The release of Spark NLP for Healthcare 3.1 brings significant speed and accuracy improvements for the task of entity resolution, also known as entity linking: the ability to map a medical entity to a standard code. This release supports the SNOMED-CT, ICD-10-CM, ICD-10-PCS, CPT, LOINC, RxNorm, UMLS, HPO, and ICD-O terminologies. The accuracy gains have been vetted by several customers already using real-world data.
New John Snow Labs SBert Sentence Embeddings
One challenge with resolving medical entities to codes is that very often, multiple similar codes exist for a term, and the most appropriate one depends on context. For example, “bladder cancer” may be mapped to any of the following ICD-10-CM standard terms:
Cancer in situ of urinary bladder Carcinoma in situ of bladder Tumor of bladder neck Neoplasm of unspecified behavior of bladder Malignant tumour of bladder neck Secondary malignant neoplasm of bladder Malignant tumor of urinary bladder Malignant neoplasm of bladder, unspecified
Ranking these options – or picking the most relevant one – depends heavily on the context.

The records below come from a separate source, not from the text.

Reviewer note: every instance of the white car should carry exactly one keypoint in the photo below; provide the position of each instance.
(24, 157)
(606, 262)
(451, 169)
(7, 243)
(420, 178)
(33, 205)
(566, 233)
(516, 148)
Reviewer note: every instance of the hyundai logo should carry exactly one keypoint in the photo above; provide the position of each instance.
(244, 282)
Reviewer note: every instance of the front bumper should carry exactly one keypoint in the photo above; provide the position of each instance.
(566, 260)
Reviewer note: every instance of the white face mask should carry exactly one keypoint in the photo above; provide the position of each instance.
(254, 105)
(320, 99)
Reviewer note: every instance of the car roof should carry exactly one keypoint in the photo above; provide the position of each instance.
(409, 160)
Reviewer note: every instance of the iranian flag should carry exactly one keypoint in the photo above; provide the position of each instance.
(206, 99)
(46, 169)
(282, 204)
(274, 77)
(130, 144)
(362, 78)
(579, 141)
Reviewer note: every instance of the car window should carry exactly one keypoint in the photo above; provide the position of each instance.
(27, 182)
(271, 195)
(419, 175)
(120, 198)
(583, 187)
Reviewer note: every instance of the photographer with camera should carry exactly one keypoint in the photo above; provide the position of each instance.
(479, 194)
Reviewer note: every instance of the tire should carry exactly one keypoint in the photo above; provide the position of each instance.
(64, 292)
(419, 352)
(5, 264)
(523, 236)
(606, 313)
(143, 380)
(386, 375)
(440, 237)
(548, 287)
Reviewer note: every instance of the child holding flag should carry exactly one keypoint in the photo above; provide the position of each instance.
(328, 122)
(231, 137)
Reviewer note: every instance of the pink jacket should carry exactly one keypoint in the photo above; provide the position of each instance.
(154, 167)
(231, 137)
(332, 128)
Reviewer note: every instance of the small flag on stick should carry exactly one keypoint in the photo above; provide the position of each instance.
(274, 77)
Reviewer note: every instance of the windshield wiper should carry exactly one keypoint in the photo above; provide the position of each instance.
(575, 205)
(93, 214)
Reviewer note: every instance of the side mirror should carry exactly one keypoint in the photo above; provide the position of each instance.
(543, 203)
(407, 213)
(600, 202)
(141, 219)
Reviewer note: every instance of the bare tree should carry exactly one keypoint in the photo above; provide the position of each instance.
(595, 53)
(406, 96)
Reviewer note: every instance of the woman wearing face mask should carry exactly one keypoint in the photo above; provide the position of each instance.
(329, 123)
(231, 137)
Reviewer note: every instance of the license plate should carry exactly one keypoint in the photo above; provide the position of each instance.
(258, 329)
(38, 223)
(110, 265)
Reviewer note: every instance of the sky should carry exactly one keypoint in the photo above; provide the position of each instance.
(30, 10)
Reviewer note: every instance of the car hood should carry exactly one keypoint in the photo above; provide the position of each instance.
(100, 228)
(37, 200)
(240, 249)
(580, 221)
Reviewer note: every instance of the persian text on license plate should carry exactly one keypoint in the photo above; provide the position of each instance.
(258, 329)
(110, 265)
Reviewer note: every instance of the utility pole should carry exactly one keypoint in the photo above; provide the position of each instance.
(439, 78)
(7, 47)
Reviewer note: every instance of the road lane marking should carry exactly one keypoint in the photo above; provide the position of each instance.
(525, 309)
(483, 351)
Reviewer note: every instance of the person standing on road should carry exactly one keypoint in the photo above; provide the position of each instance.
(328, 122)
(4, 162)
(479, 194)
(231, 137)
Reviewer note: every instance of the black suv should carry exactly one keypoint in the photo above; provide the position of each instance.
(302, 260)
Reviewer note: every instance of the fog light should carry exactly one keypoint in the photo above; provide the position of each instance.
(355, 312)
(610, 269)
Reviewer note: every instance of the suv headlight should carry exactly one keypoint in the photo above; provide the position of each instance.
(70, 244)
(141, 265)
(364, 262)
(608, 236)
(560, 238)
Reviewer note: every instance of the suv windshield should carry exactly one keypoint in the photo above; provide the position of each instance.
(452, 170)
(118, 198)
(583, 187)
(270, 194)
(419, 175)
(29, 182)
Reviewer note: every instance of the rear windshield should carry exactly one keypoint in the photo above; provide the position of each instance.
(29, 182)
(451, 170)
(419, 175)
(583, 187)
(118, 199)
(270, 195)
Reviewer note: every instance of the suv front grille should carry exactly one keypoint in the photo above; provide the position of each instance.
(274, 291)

To provide a better understanding of medical context, we’ve developed a set of new healthcare-specific sentence embeddings, including the first medical sentence embeddings available in different sizes. These embeddings (and the entity resolution models that leverage them) are not availble anywhere else, and result in better accuracy than other embeddings which are now outdated such as BioBERT and ClinicalBERT, for 3 reasons:
- They’re based on a newer deep learning architecture (SBERT).
- We augmented the training data beyond what’s available in public academic datasets.

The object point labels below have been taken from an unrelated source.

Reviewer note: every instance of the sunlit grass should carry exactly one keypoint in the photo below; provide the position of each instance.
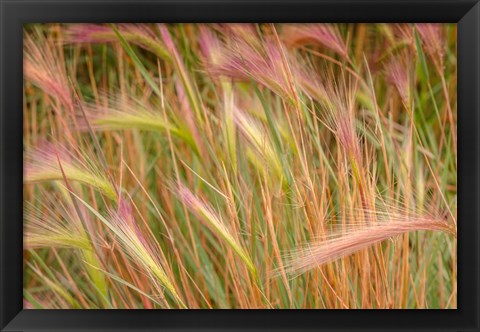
(240, 166)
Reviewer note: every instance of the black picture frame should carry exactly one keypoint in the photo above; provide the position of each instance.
(14, 13)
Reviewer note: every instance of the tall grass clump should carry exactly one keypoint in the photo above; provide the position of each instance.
(204, 166)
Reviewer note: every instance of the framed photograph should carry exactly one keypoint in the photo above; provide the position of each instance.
(289, 162)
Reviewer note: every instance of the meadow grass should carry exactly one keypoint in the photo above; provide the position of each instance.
(240, 166)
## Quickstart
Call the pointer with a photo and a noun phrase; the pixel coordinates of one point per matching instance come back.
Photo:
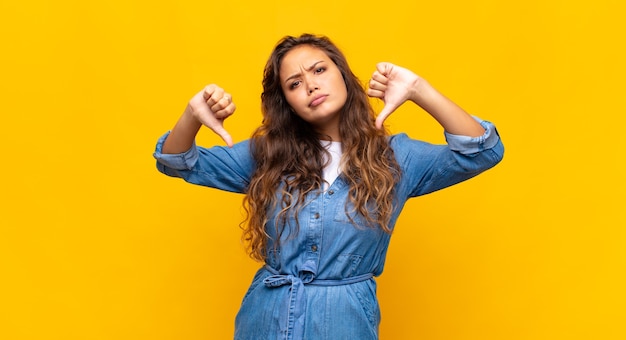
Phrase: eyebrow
(307, 69)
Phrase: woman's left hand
(394, 85)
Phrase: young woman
(324, 183)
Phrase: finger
(380, 78)
(208, 91)
(217, 94)
(382, 116)
(221, 103)
(226, 112)
(384, 68)
(377, 85)
(376, 93)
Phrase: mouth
(317, 100)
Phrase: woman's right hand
(211, 107)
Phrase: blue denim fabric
(318, 282)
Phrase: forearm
(451, 116)
(183, 134)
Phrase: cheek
(292, 98)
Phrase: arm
(209, 107)
(395, 85)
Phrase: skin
(393, 84)
(314, 88)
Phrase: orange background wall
(95, 244)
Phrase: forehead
(301, 57)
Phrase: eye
(294, 84)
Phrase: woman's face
(314, 88)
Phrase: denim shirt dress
(318, 283)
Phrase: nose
(312, 86)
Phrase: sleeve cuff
(470, 145)
(179, 161)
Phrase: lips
(319, 99)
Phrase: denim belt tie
(293, 311)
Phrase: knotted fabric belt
(293, 310)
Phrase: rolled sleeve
(469, 145)
(178, 161)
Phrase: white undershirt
(331, 171)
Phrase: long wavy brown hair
(290, 158)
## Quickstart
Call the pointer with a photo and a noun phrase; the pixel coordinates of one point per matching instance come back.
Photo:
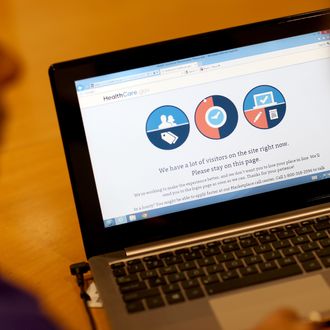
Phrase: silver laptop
(200, 169)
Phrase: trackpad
(244, 310)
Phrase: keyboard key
(195, 273)
(244, 253)
(117, 265)
(267, 266)
(248, 242)
(324, 252)
(311, 246)
(253, 279)
(194, 293)
(169, 288)
(234, 264)
(172, 260)
(287, 261)
(192, 255)
(306, 256)
(210, 279)
(176, 277)
(300, 240)
(213, 244)
(286, 234)
(322, 224)
(253, 260)
(268, 238)
(149, 274)
(168, 270)
(230, 247)
(217, 268)
(134, 262)
(229, 275)
(182, 251)
(157, 281)
(318, 235)
(138, 295)
(250, 270)
(261, 232)
(198, 247)
(290, 251)
(230, 240)
(150, 258)
(311, 265)
(192, 283)
(135, 306)
(263, 248)
(304, 230)
(272, 255)
(131, 287)
(292, 226)
(166, 255)
(211, 251)
(152, 264)
(187, 265)
(155, 302)
(325, 242)
(326, 261)
(276, 229)
(174, 298)
(117, 272)
(206, 262)
(135, 268)
(225, 257)
(127, 279)
(281, 244)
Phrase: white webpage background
(125, 162)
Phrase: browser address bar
(163, 84)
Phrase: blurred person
(19, 310)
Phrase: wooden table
(39, 229)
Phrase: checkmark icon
(216, 116)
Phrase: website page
(208, 129)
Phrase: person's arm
(286, 319)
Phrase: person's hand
(285, 319)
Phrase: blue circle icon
(167, 127)
(264, 107)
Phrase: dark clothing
(19, 310)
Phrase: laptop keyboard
(222, 265)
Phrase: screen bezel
(98, 239)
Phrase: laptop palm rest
(303, 295)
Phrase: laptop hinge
(224, 232)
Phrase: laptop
(200, 169)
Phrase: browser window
(210, 128)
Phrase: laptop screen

- They’re more current, because we just retrained them. In contrast, for example, BioBERT was trained in 2019 – before any mention of COVID-19 on PubMed.
The new sBERT models delivered with the 3.1 release are fined tuned on MedNLI, NLI, and UMLS datasets with various parameters to cover common NLP tasks in medical domain:
- sbiobert_jsl_cased
- sbiobert_jsl_umls_cased
- sbert_jsl_medium_uncased
- sbert_jsl_medium_umls_uncased
- sbert_jsl_mini_uncased
- sbert_jsl_mini_umls_uncased
- sbert_jsl_tiny_uncased
- sbert_jsl_tiny_umls_uncased
6X Faster Load Times for Sentence Resolver Models
Sentence resolver models now have faster load times, with an average six-fold speedup when compared to previous versions. Also, the load process now is more memory friendly meaning that the maximum memory required during load time is lower, reducing the chances of out-of-memory exceptions, and thus relaxing hardware requirements.

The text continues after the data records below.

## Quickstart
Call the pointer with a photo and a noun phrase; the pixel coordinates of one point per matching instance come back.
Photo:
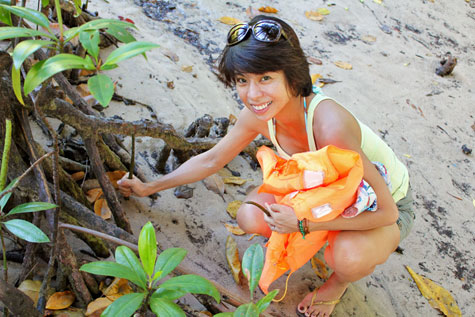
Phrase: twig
(25, 173)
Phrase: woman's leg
(250, 218)
(351, 255)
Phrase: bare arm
(202, 165)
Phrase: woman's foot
(322, 301)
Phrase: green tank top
(371, 144)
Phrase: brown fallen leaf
(233, 208)
(234, 229)
(117, 288)
(235, 180)
(97, 306)
(229, 20)
(31, 289)
(438, 297)
(60, 300)
(319, 268)
(232, 256)
(343, 65)
(187, 69)
(314, 15)
(268, 9)
(78, 176)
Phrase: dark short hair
(253, 56)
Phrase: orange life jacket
(319, 186)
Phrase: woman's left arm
(335, 125)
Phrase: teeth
(262, 107)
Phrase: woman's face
(264, 94)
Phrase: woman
(265, 63)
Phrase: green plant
(20, 228)
(100, 86)
(252, 264)
(146, 273)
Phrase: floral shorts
(406, 214)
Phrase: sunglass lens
(267, 31)
(237, 33)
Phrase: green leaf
(25, 49)
(120, 32)
(90, 41)
(77, 6)
(247, 310)
(252, 264)
(165, 308)
(5, 15)
(265, 301)
(127, 257)
(9, 32)
(26, 231)
(29, 14)
(125, 305)
(95, 25)
(102, 88)
(192, 284)
(5, 198)
(168, 260)
(16, 83)
(148, 247)
(108, 268)
(127, 51)
(170, 294)
(31, 207)
(43, 70)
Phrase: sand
(394, 48)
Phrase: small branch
(25, 173)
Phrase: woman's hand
(132, 186)
(283, 219)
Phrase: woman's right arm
(202, 165)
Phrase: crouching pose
(263, 60)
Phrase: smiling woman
(263, 60)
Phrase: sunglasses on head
(268, 31)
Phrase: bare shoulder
(333, 124)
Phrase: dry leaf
(215, 184)
(438, 297)
(319, 268)
(31, 289)
(234, 229)
(235, 180)
(233, 207)
(314, 60)
(187, 69)
(60, 300)
(102, 209)
(78, 176)
(171, 55)
(268, 9)
(315, 77)
(115, 176)
(229, 20)
(118, 288)
(93, 194)
(98, 306)
(232, 256)
(368, 38)
(343, 65)
(314, 15)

John Snow Labs SBert Model Speed Benchmark
Model | Base Model | Is Cased | Train Datasets | Inference speed (100 rows) |
---|---|---|---|---|
sbiobert_jsl_cased | biobert_v1.1_pubmed | Cased | medNLI, allNLI | 274,53 |
sbiobert_jsl_umls_cased | biobert_v1.1_pubmed | Cased | medNLI, allNLI, umls | 274,52 |
sbert_jsl_medium_uncased | uncased_L-8_H-512_A-8 | Uncased | medNLI, allNLI | 80,40 |
sbert_jsl_medium_umls_uncased | uncased_L-8_H-512_A-8 | Uncased | medNLI, allNLI, umls | 78,35 |
sbert_jsl_mini_uncased | uncased_L-4_H-256_A-4 | Uncased | medNLI, allNLI | 10,68 |
sbert_jsl_mini_umls_uncased | uncased_L-4_H-256_A-4 | Uncased | medNLI, allNLI, umls | 10,29 |
sbert_jsl_tiny_uncased | uncased_L-2_H-128_A-2 | Uncased | medNLI, allNLI | 4,54 |
sbert_jsl_tiny_umls_uncased | uncased_L-2_H-128_A-2 | Uncased | medNLI, allNL, umls | 4,54 |
Higher Accuracy ICD-10-CM Resolver Models
These models map clinical entities and concepts to ICD-10-CM codes using SBERT sentence embeddings. They also return the official resolution text within the brackets inside the metadata. Both models are augmented with synonyms, and previous augmentations are flexed according to cosine distances to unnormalized terms (ground truths).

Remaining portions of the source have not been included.